While researchers are still a ways away from fully realizing Lab 2.0, several advances are moving us towards it: 1) computer speed increases every year; 2) accurate computational methods are becoming ever-more sophisticated for complex systems, such as those based on quantum mechanics like Density Functional Theory (DFT)), and 3) there is a growing community of scientific software developers supporting scientific software innovation.

Among the available computational materials science tools based on quantum mechanics, Orbital-free DFT is emerging as both computationally cheap and accurate in modelling real-world scenarios. As shown by several recent studies, this technique is promising because it can model systems of realistic sizes, such as entire electronic devices. An impressive capability from a first-principles perspective in which the model has no specific knowledge of the system, and it is only based on the basic laws of physics, as well as quantum-mechanical and atomistic models!

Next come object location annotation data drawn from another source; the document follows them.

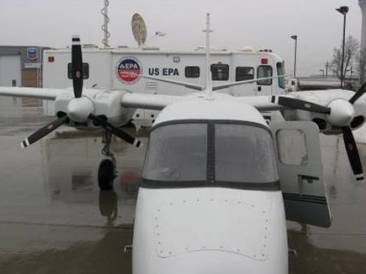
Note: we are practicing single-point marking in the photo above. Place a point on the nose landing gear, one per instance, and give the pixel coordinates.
(107, 168)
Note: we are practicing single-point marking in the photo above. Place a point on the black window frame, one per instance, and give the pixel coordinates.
(214, 72)
(192, 72)
(85, 71)
(210, 177)
(267, 82)
(245, 78)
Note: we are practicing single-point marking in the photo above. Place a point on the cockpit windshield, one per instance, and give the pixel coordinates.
(212, 152)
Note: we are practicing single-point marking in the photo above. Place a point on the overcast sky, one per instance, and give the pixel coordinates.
(236, 24)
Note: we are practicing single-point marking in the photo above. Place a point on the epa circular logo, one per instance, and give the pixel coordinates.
(128, 70)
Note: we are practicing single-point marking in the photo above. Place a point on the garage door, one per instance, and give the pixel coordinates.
(10, 71)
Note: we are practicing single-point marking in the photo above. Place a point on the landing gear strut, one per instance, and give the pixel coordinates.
(107, 167)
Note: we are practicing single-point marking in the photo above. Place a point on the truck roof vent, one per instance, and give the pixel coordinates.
(150, 48)
(90, 46)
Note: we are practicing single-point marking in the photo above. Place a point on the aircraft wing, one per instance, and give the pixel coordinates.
(149, 101)
(40, 93)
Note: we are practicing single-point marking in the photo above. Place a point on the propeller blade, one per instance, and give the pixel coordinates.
(116, 131)
(43, 131)
(77, 66)
(352, 152)
(300, 104)
(358, 94)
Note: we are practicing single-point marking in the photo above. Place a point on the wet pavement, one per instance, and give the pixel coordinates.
(54, 219)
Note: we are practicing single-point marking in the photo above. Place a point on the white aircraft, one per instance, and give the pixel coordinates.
(217, 178)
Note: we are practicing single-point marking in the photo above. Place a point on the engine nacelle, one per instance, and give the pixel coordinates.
(106, 103)
(342, 112)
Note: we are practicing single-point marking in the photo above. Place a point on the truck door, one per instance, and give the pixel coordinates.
(301, 173)
(264, 87)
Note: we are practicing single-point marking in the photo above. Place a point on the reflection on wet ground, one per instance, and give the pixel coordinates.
(53, 218)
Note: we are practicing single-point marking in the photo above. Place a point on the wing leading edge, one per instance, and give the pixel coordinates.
(40, 93)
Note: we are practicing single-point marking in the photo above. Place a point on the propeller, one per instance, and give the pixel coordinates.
(79, 109)
(44, 131)
(340, 114)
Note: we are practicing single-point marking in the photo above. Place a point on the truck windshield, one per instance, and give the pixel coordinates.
(281, 74)
(212, 151)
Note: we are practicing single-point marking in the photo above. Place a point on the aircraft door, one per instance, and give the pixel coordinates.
(301, 173)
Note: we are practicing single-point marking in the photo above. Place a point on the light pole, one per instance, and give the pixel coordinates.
(294, 37)
(343, 10)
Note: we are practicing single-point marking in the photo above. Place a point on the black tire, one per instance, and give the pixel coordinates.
(106, 175)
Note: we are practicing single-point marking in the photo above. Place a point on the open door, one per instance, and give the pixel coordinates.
(301, 173)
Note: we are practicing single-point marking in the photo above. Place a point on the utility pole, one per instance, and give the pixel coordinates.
(343, 10)
(294, 37)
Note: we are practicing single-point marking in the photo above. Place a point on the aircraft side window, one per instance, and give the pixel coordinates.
(264, 71)
(85, 71)
(220, 72)
(244, 73)
(292, 149)
(192, 72)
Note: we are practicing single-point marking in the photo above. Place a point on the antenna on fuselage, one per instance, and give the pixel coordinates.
(208, 86)
(105, 30)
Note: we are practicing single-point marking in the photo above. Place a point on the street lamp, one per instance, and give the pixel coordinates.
(343, 10)
(294, 37)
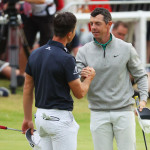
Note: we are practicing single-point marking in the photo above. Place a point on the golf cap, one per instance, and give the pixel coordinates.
(144, 119)
(34, 140)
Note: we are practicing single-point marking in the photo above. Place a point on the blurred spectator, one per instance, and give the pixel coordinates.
(4, 92)
(92, 7)
(38, 17)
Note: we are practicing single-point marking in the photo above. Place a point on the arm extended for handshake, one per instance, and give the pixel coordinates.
(79, 88)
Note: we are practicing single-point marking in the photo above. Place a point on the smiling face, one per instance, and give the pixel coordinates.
(99, 29)
(120, 32)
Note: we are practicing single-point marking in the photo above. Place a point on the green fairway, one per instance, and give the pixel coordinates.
(11, 115)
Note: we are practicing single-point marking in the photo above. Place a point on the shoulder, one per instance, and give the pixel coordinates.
(87, 47)
(121, 44)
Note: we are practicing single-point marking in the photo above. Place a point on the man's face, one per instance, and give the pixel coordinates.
(120, 32)
(99, 28)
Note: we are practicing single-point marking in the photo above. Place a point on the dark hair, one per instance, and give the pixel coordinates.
(118, 23)
(102, 11)
(64, 23)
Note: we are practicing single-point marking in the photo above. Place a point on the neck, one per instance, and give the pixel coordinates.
(104, 40)
(60, 40)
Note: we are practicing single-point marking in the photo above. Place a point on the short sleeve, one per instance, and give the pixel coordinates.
(28, 69)
(71, 70)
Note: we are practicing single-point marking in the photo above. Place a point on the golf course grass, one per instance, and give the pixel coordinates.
(11, 115)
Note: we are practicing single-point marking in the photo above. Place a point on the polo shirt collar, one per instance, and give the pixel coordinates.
(103, 45)
(58, 44)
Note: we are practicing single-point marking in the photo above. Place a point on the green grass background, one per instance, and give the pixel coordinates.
(11, 115)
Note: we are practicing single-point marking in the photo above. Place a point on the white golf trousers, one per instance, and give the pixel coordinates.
(105, 125)
(57, 128)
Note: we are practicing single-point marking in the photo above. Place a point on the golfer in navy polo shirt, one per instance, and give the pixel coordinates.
(52, 71)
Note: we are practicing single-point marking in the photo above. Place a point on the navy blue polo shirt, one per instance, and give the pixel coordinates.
(52, 67)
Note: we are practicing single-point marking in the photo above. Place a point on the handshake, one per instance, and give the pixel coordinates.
(87, 72)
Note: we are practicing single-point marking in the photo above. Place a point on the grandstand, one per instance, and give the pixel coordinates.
(135, 12)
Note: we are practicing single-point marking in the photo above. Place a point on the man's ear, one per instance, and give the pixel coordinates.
(69, 35)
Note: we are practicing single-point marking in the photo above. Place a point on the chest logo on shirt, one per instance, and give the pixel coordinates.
(48, 48)
(75, 70)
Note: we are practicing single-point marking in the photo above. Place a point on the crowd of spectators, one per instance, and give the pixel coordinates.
(37, 17)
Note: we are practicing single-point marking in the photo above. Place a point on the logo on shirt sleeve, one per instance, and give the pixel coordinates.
(75, 70)
(48, 48)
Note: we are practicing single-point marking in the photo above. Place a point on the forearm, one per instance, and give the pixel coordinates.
(28, 97)
(27, 105)
(142, 85)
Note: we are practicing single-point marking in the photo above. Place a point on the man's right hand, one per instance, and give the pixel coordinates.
(88, 72)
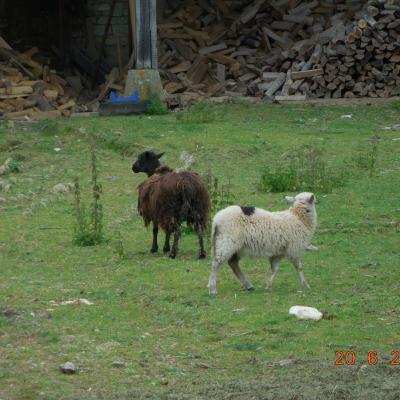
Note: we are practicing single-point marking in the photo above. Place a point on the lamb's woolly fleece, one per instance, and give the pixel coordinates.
(264, 234)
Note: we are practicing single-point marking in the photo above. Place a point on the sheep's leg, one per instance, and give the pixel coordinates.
(167, 247)
(274, 268)
(234, 264)
(212, 282)
(177, 235)
(154, 246)
(297, 263)
(199, 231)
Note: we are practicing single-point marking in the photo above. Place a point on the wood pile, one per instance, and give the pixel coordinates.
(31, 90)
(281, 49)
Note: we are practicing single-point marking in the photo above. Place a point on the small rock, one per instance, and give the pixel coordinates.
(68, 368)
(107, 346)
(5, 168)
(119, 364)
(5, 186)
(304, 312)
(62, 188)
(370, 264)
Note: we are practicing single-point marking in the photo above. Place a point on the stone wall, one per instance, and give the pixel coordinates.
(98, 11)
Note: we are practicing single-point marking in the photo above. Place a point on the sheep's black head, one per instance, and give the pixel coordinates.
(147, 162)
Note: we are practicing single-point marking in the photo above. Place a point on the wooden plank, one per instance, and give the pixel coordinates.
(17, 90)
(307, 74)
(213, 49)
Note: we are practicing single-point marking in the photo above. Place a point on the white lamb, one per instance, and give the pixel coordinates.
(248, 231)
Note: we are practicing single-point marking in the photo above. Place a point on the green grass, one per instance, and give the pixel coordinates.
(154, 313)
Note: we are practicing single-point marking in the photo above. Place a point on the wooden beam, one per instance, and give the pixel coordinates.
(132, 16)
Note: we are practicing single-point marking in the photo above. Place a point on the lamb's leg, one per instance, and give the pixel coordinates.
(199, 231)
(167, 247)
(297, 263)
(177, 235)
(212, 282)
(274, 268)
(234, 264)
(154, 246)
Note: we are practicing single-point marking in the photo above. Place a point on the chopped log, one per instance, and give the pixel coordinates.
(276, 85)
(307, 74)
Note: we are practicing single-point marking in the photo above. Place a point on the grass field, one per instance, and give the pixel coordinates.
(154, 314)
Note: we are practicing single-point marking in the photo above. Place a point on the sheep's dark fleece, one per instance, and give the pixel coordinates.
(168, 198)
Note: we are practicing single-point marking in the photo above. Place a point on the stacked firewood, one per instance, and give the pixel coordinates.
(31, 90)
(283, 49)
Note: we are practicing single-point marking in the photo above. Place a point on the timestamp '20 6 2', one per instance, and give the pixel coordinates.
(372, 358)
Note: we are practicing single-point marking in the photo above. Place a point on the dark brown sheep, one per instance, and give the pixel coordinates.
(169, 198)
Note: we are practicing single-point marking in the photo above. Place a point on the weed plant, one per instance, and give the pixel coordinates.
(368, 157)
(89, 230)
(303, 168)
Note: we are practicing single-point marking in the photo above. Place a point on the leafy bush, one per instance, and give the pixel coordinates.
(221, 195)
(89, 230)
(303, 168)
(200, 113)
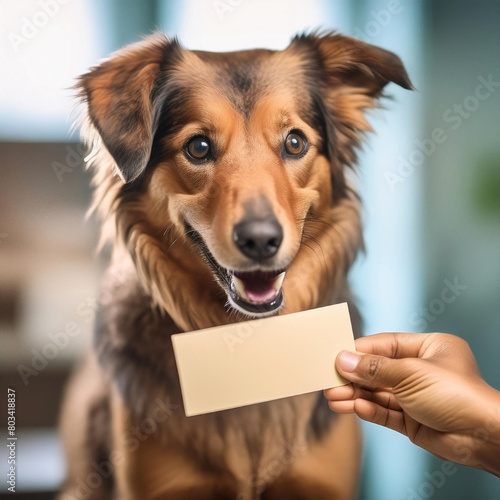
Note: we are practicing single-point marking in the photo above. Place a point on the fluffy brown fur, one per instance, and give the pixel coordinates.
(172, 223)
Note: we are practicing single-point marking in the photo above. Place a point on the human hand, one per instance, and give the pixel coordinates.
(427, 387)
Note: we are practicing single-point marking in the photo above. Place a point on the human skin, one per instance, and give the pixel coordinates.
(427, 387)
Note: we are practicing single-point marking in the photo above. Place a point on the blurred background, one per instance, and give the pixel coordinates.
(429, 178)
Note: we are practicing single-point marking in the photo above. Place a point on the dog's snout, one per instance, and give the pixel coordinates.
(258, 239)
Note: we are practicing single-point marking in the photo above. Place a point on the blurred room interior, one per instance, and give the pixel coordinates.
(431, 199)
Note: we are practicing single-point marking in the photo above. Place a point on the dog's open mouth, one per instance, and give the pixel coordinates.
(254, 293)
(257, 292)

A Rutgers University team led by Professor Michele Pavanello developed an orbital-free DFT software, named DFTpy, which achieves record efficiency and is able to approach systems composed of millions of atoms with a single processor. “This is a record for any DFT code”, says Pavanello. Even though Lab 2.0 may still be far away, advances in orbital-free DFT are making important steps towards it.

DFTpy is written entirely in Python 3, an emerging programming language widely used for web development, machine learning, databases, and recently also scientific computing. Python provides developers with a low barrier to entry, a crucial aspect for a software developed in academia. “Thanks to its Python codebase, DFTpy offers a great framework where we can easily develop algorithms for modeling how materials respond to external stimuli and run comprehensive and atomistic simulations based on orbital-free DFT” says Kaili Jiang, one of the study’s co-authors.

The second generation of DFTpy is already being developed. “Typical DFT algorithms are too slow for modeling nanoscale systems,” says Xuecheng Shao, the lead author of the study (see figure). He is now developing “embedded DFTpy” (eDFTpy) in collaboration with the Andreussi group at the University of North Texas. eDFTpy will leverage the successes of DFTpy to implement a suite of software for device-level simulations, which typically involve 10 million to 1 billion atoms. Shao goes further: “The combination of orbital-free DFT and other techniques like embedding is what is really needed to model complex systems.”

Orbital-free DFT realized in the DFTpy framework “will allow us to predict mechanical and photophysical properties of device-level systems from first principles – a much needed state-of-the-art for materials science and engineering, getting us even closer to Lab 2.0.,”  says Pavanello. So, stay tuned!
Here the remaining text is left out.